First, let’s make sure we have the terminology straight. The purchase and financing of a home in Washington is normally accomplished through a borrower signing a (1) “Promissory Note” that obligates the borrower for the debt incurred to purchase the home from the seller and (2) a “Deed of Trust” that secures payment of that new debt (“Note”) by creating a lien against the property for the balance due on the Note.
In Washington State, when a borrower defaults on payments due on the Note, the party entitled to receive payment (“investor”) may elect to sell the property and use the proceeds to pay part or all of the remaining balance due on the Note. This process is called “foreclosure.” It is the Deed of Trust that creates a lien against the home and allows its sale to satisfy the balance due on the Note.

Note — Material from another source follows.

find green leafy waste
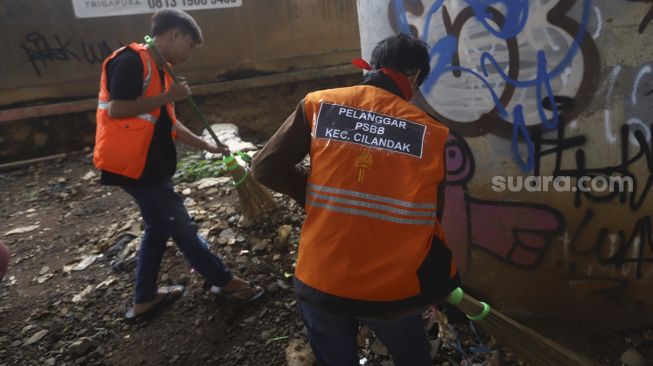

In general, the investor may foreclose with the assistance of the courts (i.e., a “judicial” foreclosure) or without the assistance of the courts (i.e., a “nonjudicial” foreclosure). The majority (99%) of foreclosures on residential property in Washington State are nonjudicial – without the help of the court. Why? Judicial foreclosures are, generally, more expensive and allow the homeowner an additional 8-12 months to live in the home post-foreclosure without making a payment.
Washington State statutes are clear on the effect of a nonjudicial foreclosure of a consumer loan on residential property. Revised Code of Washington (RCW) 61.24 100 specifically provides:
(1) Except to the extent permitted in this section for deeds of trust securing commercial loans, a deficiency judgment shall not be obtained on the obligations secured by a deed of trust against any borrower, grantor, or guarantor after a trustee’s sale under that deed of trust. (Emphasis added). RCW 61.24.100
Therefore, in short, an investor cannot pursue a borrower for any balance due after completion of a nonjudicial foreclosure on the homeowner’s residence.
Of course, this is a simplified explanation of potentially complex matter. There are always exceptions to the general rule. But this information gives you a good start on an understanding of the potential liability on a home after foreclosure.